Avaricia
Al pobre le faltan muchas cosas; al avaro, todas.
No hay dinero en la poesía,
le dijo una vez un hombre rico a Robert Graves. Bueno,
contestó el poeta, tampoco hay poesía en el dinero.
Cuando ves todo como mercancía, incluido el arte, supongo que algo está muriendo dentro de ti. De pronto te haces viejo, te pudres, como esta señora desdentada, personificación perfecta de la avaricia, feliz con su bolsa llena de monedas y con una teta colgando flácidamente. Sola en ese fondo negro —pues la avaricia es un pecado solitario— pero feliz como una lombriz luciendo esos dos dientes que acabarán cayendo también.
El dinero para el avaro no es más que una fantasía al fin y al cabo.

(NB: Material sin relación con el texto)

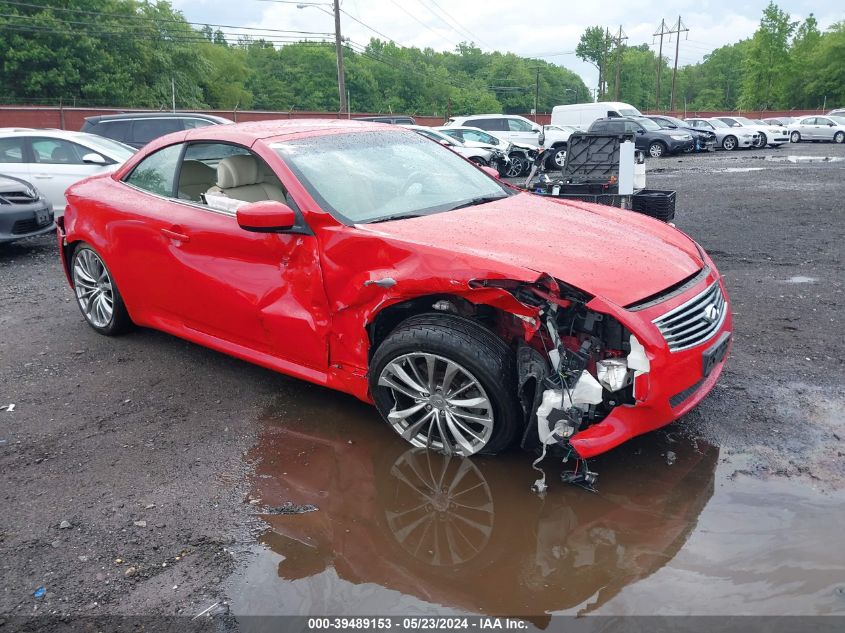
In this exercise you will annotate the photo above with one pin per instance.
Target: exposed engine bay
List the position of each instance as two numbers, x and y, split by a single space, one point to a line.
574 366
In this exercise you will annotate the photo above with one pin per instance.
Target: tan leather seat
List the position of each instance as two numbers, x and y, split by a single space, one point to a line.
195 178
240 178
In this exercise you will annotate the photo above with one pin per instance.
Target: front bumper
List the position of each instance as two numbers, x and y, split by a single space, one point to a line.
675 383
676 147
25 220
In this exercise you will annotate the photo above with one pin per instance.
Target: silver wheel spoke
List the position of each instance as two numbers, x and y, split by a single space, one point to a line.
426 409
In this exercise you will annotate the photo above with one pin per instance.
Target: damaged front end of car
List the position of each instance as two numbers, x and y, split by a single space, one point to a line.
575 365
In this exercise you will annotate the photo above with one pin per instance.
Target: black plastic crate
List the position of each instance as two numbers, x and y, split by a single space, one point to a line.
657 203
609 199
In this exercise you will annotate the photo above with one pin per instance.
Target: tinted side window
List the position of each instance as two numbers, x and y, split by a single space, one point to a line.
518 125
54 151
491 125
157 172
117 130
145 130
11 150
190 124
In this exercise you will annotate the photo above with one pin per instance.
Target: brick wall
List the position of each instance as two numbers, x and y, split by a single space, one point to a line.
73 118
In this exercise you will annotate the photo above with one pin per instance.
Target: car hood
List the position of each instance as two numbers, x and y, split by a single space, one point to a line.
622 256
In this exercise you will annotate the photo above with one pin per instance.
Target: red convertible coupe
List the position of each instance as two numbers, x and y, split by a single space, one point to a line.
372 260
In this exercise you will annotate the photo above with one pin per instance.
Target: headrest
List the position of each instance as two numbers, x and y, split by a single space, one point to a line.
237 171
60 155
195 172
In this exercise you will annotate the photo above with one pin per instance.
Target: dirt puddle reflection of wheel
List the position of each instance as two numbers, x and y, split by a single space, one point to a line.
441 509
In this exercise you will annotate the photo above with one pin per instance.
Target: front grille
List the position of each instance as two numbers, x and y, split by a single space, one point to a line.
695 321
24 226
17 197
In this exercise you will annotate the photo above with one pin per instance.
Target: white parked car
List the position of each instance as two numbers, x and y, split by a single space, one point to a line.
53 160
479 155
582 115
728 138
818 128
773 135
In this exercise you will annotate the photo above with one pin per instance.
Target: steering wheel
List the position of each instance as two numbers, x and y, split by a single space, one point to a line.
413 178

El muy infeliz acumula su fortuna para poder permitirse placeres, pero por el camino se acostumbra a no satisfacer esos placeres y abandona el mundo como un pobre gilipollas que ni se ha enterado de haber vivido, eso sí, con la bolsa llena. Al menos el derrochador, primo lejano del avaro, disfruta de esos placeres, aunque claro, ni siquiera piensa en cómo se sentirá después de haberlos disfrutado. Se podría decir que son dos formas distintas de estupidez humana.
Es evidente que lo que hoy mueve el mundo es una mezcla de la avaricia y el derroche. Quizás siempre fue así, al menos desde la época de Durero, aunque lo que los avaros de hoy acumulan en su bolsa roza el esperpento.
Dadas las similitudes, es probable que Durero tuviera la oportunidad de ver La Vieja de Giorgione antes de pintar esta obra.